Generative AI has made an old question newly urgent: what is visualization for? Visualization is increasingly positioned as a supporting layer in AI pipelines, used to inspect models, explain outputs, or communicate results to stakeholders. If the field accepts this role as its future, it risks losing both intellectual independence and real-world relevance. In this talk, I suggest a different direction. I return to decision making, especially decisions that bear on people’s lives, values, and futures, unfold through evolving criteria and contested trade-offs, and cannot be offloaded to a single system output. Here, the question is not how to serve automation, but what visualization can uniquely contribute when decisions still need to be thought through. Drawing on decision making research, user-centered studies, and work on visualization and AI-assisted decision support, I argue that visualization need not be only a tool for explanation, but could also help people think, deliberate, and decide. I reflect on what this means for the field and on the shifts visualization research may require if it is to meet this challenge.

Evanthia Dimara

Evanthia Dimara is a Tenured Assistant Professor at Utrecht University, active in the visualization and HCI research communities through publications, reviewing, editorial and organizational roles in venues such as IEEE VIS, TVCG, and CHI.  Drawing on perspectives across disciplines, her research focuses on decision making: how interactive systems can help people make informed and unbiased decisions, alone or in groups. She is especially interested in the kinds of decisions for which current decision-support systems, formal models, and human heuristics tend to fail.
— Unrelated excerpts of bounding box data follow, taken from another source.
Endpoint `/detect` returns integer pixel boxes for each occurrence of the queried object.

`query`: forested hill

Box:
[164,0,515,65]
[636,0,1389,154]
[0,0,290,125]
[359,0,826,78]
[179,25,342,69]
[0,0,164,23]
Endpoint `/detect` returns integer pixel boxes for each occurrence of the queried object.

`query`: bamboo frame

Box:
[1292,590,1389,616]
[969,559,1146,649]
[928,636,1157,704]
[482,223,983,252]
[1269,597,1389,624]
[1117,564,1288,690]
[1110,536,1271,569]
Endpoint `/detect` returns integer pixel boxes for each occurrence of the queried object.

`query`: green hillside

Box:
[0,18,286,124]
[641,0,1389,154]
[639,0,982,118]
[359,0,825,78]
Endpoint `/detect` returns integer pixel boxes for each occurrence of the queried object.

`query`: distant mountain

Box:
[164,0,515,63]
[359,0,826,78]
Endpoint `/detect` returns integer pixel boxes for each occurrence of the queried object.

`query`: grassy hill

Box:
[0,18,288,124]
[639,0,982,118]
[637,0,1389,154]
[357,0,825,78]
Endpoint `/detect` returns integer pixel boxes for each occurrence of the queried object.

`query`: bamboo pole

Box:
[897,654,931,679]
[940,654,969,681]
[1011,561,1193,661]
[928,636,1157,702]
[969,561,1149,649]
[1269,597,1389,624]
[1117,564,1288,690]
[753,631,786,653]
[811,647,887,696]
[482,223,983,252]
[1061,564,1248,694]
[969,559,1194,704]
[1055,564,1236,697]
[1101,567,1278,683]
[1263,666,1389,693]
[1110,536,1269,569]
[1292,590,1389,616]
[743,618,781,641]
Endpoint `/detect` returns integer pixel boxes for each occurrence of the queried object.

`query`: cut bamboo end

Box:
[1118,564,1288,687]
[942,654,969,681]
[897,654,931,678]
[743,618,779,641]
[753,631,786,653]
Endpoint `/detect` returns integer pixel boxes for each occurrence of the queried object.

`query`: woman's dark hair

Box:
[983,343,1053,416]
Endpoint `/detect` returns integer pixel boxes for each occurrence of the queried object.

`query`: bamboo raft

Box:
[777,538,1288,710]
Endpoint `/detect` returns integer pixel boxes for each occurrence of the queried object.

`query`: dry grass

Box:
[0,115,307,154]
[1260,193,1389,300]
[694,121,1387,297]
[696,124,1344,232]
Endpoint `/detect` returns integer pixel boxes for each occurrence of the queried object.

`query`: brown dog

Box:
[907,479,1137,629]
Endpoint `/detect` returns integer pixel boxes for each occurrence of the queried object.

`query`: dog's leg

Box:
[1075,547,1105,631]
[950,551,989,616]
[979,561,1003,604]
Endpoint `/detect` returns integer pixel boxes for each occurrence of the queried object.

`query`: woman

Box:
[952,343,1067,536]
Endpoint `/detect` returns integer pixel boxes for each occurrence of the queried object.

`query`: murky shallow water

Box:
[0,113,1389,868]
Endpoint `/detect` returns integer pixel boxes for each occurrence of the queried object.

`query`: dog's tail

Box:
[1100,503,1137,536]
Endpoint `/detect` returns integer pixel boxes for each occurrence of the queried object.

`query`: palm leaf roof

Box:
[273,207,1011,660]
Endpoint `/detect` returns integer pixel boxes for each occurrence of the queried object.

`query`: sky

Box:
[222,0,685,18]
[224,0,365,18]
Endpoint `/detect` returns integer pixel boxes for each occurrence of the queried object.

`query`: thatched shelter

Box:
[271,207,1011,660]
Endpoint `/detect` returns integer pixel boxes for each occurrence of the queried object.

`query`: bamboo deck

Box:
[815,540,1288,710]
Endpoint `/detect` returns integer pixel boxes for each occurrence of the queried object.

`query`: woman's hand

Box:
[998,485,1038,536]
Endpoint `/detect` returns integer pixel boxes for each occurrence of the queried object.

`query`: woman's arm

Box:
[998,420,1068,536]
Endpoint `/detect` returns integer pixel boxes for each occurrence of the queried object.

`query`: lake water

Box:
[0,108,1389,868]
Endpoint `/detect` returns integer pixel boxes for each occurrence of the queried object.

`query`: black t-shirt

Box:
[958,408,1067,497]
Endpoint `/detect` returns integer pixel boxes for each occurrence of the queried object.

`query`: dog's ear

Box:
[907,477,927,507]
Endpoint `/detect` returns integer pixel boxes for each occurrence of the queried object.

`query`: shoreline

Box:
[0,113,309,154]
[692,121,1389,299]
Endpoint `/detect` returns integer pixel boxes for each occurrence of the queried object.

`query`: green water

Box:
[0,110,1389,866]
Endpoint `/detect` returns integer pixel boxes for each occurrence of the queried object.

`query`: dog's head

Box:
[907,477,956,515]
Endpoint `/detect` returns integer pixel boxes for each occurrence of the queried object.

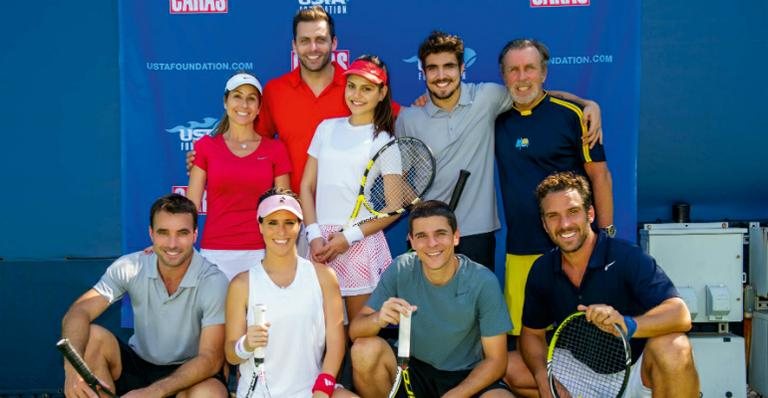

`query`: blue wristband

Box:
[624,315,637,339]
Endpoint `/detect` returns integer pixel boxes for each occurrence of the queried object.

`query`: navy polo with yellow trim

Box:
[496,94,605,255]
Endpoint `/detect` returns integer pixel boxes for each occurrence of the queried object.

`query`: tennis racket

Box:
[389,314,415,398]
[56,339,117,397]
[448,169,472,211]
[547,312,632,398]
[342,137,435,230]
[246,304,272,398]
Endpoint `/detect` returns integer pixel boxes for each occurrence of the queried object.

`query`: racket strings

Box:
[363,139,434,213]
[550,316,628,398]
[245,364,272,398]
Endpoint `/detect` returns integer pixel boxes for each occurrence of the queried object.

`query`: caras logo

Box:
[170,0,229,14]
[403,47,477,80]
[291,50,349,70]
[165,117,217,152]
[171,185,208,216]
[531,0,589,8]
[299,0,349,15]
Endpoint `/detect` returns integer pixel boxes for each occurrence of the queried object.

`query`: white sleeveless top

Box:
[237,257,325,398]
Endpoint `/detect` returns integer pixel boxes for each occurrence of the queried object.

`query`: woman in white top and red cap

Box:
[225,189,351,398]
[301,55,395,319]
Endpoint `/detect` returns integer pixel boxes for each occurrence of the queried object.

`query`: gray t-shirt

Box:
[93,251,228,365]
[368,253,512,371]
[395,83,512,236]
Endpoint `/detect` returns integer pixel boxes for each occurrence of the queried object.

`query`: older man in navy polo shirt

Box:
[506,172,699,397]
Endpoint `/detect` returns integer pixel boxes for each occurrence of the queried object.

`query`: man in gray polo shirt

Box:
[395,32,600,270]
[62,194,227,397]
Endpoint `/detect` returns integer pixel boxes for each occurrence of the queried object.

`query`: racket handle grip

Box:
[397,314,411,359]
[251,304,267,365]
[448,169,472,211]
[56,339,117,397]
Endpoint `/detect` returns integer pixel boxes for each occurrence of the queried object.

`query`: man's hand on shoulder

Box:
[187,150,195,175]
[582,100,603,149]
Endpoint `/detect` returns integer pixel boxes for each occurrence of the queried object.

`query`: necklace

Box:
[224,132,252,149]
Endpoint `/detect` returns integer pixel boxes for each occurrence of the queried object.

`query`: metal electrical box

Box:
[749,311,768,396]
[640,223,747,323]
[688,333,747,398]
[749,223,768,296]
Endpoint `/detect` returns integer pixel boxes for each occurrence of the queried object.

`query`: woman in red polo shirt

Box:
[301,56,395,319]
[187,73,291,279]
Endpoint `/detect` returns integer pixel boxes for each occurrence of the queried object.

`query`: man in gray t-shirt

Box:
[62,194,227,397]
[349,200,512,397]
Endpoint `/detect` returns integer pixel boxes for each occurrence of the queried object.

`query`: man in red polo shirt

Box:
[255,6,349,192]
[187,6,349,193]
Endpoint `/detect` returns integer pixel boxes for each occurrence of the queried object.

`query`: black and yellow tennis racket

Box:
[342,137,435,230]
[388,314,415,398]
[547,312,632,398]
[56,339,117,397]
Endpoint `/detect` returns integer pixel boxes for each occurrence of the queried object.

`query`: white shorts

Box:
[555,348,652,398]
[200,249,264,280]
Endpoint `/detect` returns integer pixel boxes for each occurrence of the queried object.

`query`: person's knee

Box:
[643,333,694,373]
[176,377,229,398]
[504,351,536,389]
[350,337,388,373]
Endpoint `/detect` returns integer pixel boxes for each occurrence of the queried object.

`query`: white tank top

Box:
[237,257,325,398]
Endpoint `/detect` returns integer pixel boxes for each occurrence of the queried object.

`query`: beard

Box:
[299,51,331,72]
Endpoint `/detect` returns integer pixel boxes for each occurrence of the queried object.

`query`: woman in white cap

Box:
[187,72,291,279]
[225,189,351,398]
[301,55,395,319]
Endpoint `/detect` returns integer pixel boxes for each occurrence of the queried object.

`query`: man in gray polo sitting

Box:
[62,194,227,397]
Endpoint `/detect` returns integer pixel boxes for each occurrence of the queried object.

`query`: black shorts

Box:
[397,358,510,398]
[115,339,226,395]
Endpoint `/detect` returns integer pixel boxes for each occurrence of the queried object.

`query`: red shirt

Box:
[194,135,291,250]
[255,62,349,193]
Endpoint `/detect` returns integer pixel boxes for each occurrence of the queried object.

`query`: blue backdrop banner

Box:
[119,0,640,324]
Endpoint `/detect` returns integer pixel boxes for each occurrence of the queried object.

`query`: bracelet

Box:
[304,223,323,242]
[624,315,637,340]
[341,225,365,246]
[235,335,253,360]
[312,373,336,397]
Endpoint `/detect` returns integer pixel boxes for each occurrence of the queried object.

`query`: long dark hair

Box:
[357,54,395,137]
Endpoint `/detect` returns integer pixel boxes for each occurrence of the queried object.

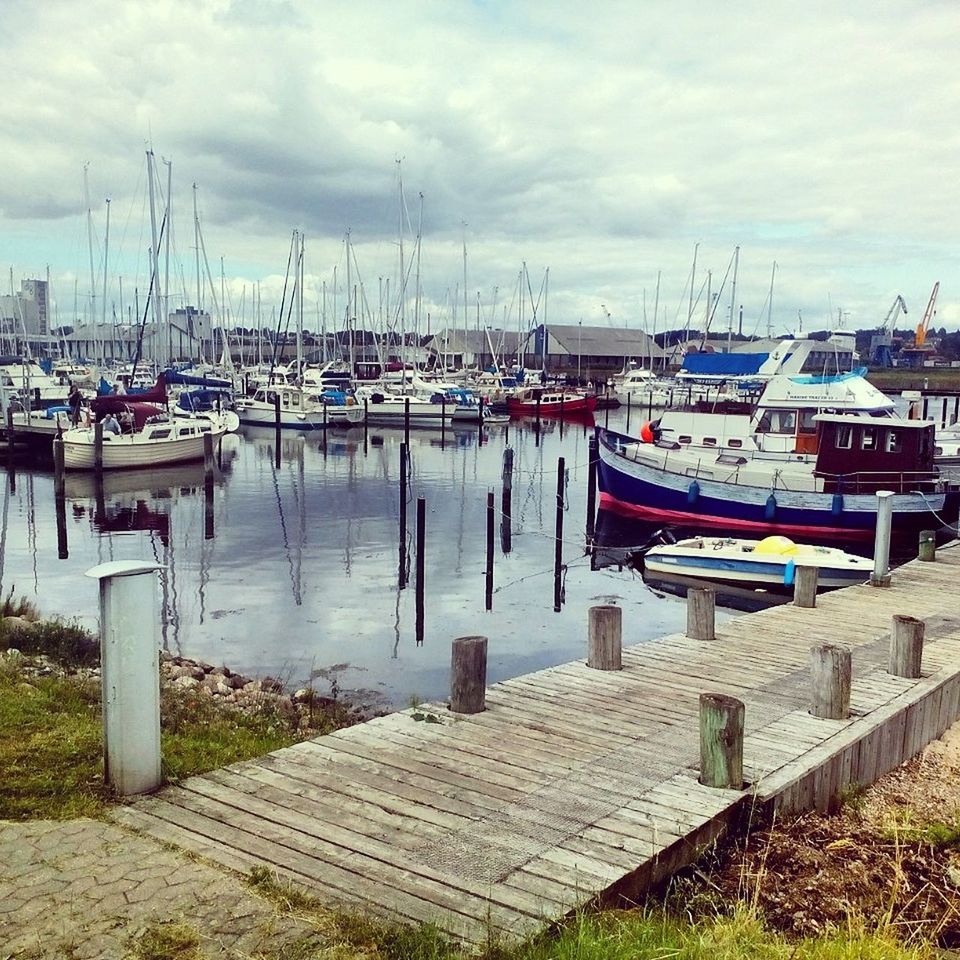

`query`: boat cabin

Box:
[814,414,940,493]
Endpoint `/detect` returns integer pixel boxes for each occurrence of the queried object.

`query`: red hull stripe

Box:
[600,493,873,540]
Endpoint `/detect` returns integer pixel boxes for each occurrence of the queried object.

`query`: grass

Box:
[0,663,300,820]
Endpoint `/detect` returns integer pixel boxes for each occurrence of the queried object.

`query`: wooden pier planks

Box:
[117,551,960,941]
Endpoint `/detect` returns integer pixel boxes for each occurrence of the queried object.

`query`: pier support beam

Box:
[917,530,937,563]
[587,604,623,670]
[793,567,820,607]
[450,637,487,713]
[700,693,745,790]
[87,560,160,797]
[810,643,851,720]
[887,613,925,680]
[687,587,717,640]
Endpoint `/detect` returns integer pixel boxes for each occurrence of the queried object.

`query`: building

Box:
[0,280,50,344]
[523,323,666,379]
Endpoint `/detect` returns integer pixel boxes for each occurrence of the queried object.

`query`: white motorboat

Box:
[643,536,873,590]
[62,413,226,470]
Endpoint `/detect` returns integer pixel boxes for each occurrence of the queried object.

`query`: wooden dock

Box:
[116,549,960,942]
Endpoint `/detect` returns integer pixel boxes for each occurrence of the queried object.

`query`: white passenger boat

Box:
[643,536,873,590]
[63,413,226,470]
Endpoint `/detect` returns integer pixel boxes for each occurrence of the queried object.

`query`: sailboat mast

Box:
[147,150,160,359]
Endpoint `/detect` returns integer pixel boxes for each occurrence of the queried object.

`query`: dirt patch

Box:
[668,723,960,949]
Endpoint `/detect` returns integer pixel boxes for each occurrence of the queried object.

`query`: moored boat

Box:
[643,536,873,590]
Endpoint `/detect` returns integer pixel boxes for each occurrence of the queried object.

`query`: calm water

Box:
[0,411,685,705]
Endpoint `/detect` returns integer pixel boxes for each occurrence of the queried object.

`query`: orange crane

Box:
[913,280,940,350]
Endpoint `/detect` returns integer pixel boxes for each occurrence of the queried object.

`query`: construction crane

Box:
[900,280,940,367]
[870,293,907,367]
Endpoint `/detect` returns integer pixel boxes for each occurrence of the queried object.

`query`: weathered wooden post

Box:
[414,497,427,644]
[793,566,820,607]
[86,560,161,797]
[553,457,566,613]
[887,613,926,680]
[700,693,745,790]
[93,420,103,477]
[484,488,494,610]
[450,637,487,713]
[587,434,599,550]
[870,490,893,587]
[500,447,513,553]
[587,604,623,670]
[399,441,407,590]
[687,587,717,640]
[810,643,851,720]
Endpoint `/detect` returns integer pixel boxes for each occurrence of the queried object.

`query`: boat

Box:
[507,387,597,417]
[235,383,363,430]
[62,398,226,470]
[597,414,960,541]
[643,536,873,590]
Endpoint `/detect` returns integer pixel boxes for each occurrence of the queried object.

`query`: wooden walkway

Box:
[116,549,960,941]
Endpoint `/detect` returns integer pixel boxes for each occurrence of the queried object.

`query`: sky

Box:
[0,0,960,334]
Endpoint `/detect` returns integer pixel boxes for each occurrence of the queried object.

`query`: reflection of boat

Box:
[643,536,873,589]
[598,416,960,540]
[507,387,597,417]
[63,412,226,470]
The future is not a headset: art and knowledge in the age of technological euphoria

XR is not a shortcut to understanding and “immersion” is not synonymous with impact. This keynote builds on a set of arts-based experiments in science and heritage communication, developed with transdisciplinary teams and supported by iterative prototyping, to advance a simple thesis: the decisive question is not whether we adopt technology, but how we design experience, interpretation, and our relationship with knowledge. Drawing on examples in virtual and mixed reality, 360-degree video, immersive sound, and generative AI, the talk proposes a non-technocentric notion of immersion (situated presence, interpretive agency, and semantic density) and shifts the focus from “engagement” as retention to interpretability and cognitive–affective commitment: the moment when the public stops being a spectator and enters into dialogue with scientific and heritage objects. Method sits at the centre: co-creation as epistemic translation (learning to “speak the other’s language,” without cosmetic interdisciplinarity) and XR as a space for reflection, i.e., thinking through making, rather than merely illustrating stabilized knowledge. This is where “productive frictions” emerge: scientific precision and artistic interpretation, critical trust built through transparency, and the recognition that emotion is not ornament, but infrastructure for learning and memory. The keynote closes with a challenge to the conference: if technologies like XR and AI have real potential in niches such as science and heritage, that potential depends less on the device and more on a medium-native mindset, one that refuses “promptstitution”, escapes the linear tyranny of “point A → point B,” and creates the conditions for an ethics of attention (focus, presence, slowness) within a digital ecosystem that accelerates everything. The future may pass through headsets, but the future of knowledge depends on criteria.

António Baía Reis

António Baía Reis is a researcher, university lecturer, and interdisciplinary artist whose work pushes the boundaries of audiovisual communication, exploring the intersections of art, science, and technology. He combines academic rigor with a critical, humanistic practice rooted in experimentation and oriented toward social and cultural impact. He holds a BA in International Relations, an MA in Communication Sciences (Science, Culture and Heritage), and a PhD in Digital Media, based on an arts-based research project developed between the University of Porto and Stanford University under the supervision of Prof. R. B. Brenner, focused on the relationship between 360-degree video, participatory storytelling, and social transformation. Over more than fifteen years, he has built a hybrid trajectory spanning immersive and interactive media, pedagogical innovation, performance, and experimental arts, investigating new audiovisual grammars and languages. He is currently a Marie Skłodowska-Curie Fellow and Assistant Professor at the University of Salamanca (Spain), where he researches the potential of XR and other emerging technologies as mediators of knowledge and experience. His artistic work has been presented in internationally recognized contexts such as the Sommerset House, Venice Biennale, and Cannes XR, reflecting a creative practice that draws on scientific thinking to think with images, experiment through the body, and interrogate the sensory and political relations between humans and technology.